On Mon, 2006-04-24 at 17:12 +0900, Stephen J. Turnbull wrote:
"Tokio" == Tokio Kikuchi <tkikuchi@is.kochi-u.ac.jp> writes:
Tokio> Consider mailman get a spam from a foreign country and Tokio> caused an error. Mailman may complain UnicodeDecodeError Tokio> and spew an excerpt containing unknown charset string.
This really should not happen. Mailman should trap *all* UnicodeDecodeErrors at a very low level. (You simply cannot yet count on malformed message == SPAM in all contexts yet. Eg, just last week the Mac users here started flaming the Windows-using administration for distributing mojibake.)
The general approach should be that /everything/ gets converted to Unicode at the boundaries of the system.

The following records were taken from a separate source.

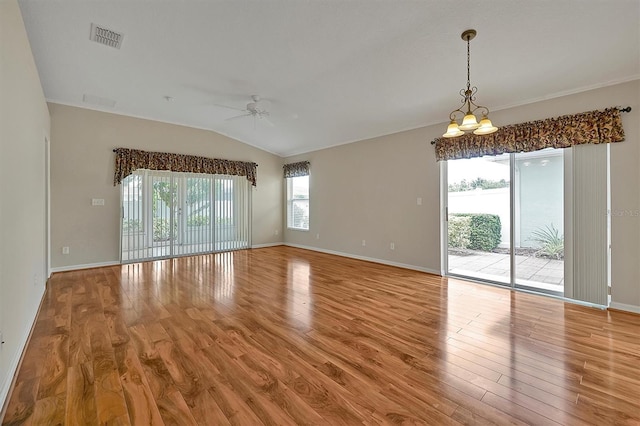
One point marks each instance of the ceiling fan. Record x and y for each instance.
(257, 109)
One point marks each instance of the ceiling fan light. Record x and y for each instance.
(486, 127)
(453, 130)
(469, 122)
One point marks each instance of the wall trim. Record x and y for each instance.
(85, 266)
(624, 307)
(267, 245)
(16, 363)
(368, 259)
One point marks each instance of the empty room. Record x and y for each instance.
(341, 212)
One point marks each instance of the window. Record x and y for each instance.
(298, 202)
(167, 214)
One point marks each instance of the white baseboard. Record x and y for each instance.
(368, 259)
(624, 307)
(267, 245)
(85, 266)
(17, 359)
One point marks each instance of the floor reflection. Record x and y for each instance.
(299, 298)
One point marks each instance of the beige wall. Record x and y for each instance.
(82, 166)
(24, 124)
(368, 190)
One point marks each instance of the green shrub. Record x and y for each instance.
(161, 229)
(550, 240)
(131, 225)
(198, 220)
(459, 231)
(484, 230)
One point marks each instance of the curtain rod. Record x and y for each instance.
(621, 109)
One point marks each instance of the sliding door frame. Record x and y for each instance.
(512, 284)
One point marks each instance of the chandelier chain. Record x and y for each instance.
(468, 66)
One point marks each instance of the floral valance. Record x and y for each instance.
(129, 160)
(561, 132)
(296, 169)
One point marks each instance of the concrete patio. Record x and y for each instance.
(534, 272)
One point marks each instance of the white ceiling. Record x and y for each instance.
(333, 71)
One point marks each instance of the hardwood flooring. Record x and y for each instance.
(288, 336)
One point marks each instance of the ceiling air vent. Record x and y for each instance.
(105, 36)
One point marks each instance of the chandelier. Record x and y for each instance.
(469, 121)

In Mailman 2.1, all the Unicode and i18n stuff was bolted on afterward, which is why we've had so much pain throughout, dealing with Unicode conversions. Ideally, we'd get rid of all that for 2.2 and deal only with Unicode internally.

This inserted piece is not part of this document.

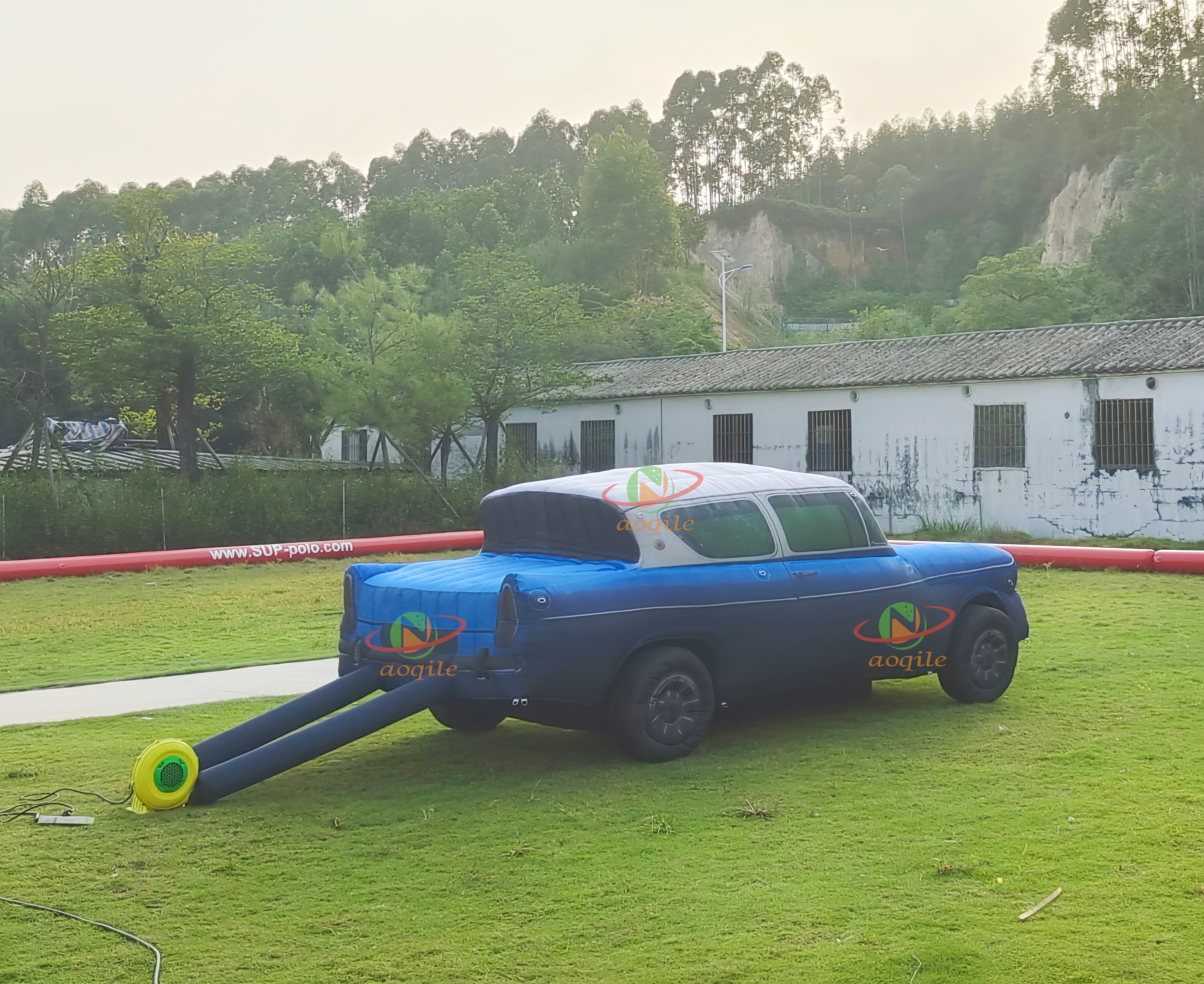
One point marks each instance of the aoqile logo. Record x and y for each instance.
(416, 635)
(653, 487)
(903, 624)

We may have to make modifications to the email package though, but I'm not sure. It should probably always return Unicode for everything.
Then it should wash the message to make it safe. RFC 2047-encode any 8-bit headers, and use a base64 Content-Transfer-Encoding for any 8-bit message bodies or body parts that don't have a known, approved charset specified. Bonus points for checking that 8-bit body parts with a specified charset actually conform to it.
Finally, reraise some kind of exception that can be handled at the filtering policy level.
That sounds about right. Probably the email package should convert everything to Unicode internally and place Defects on the message objects that have illegal encodings.
-Barry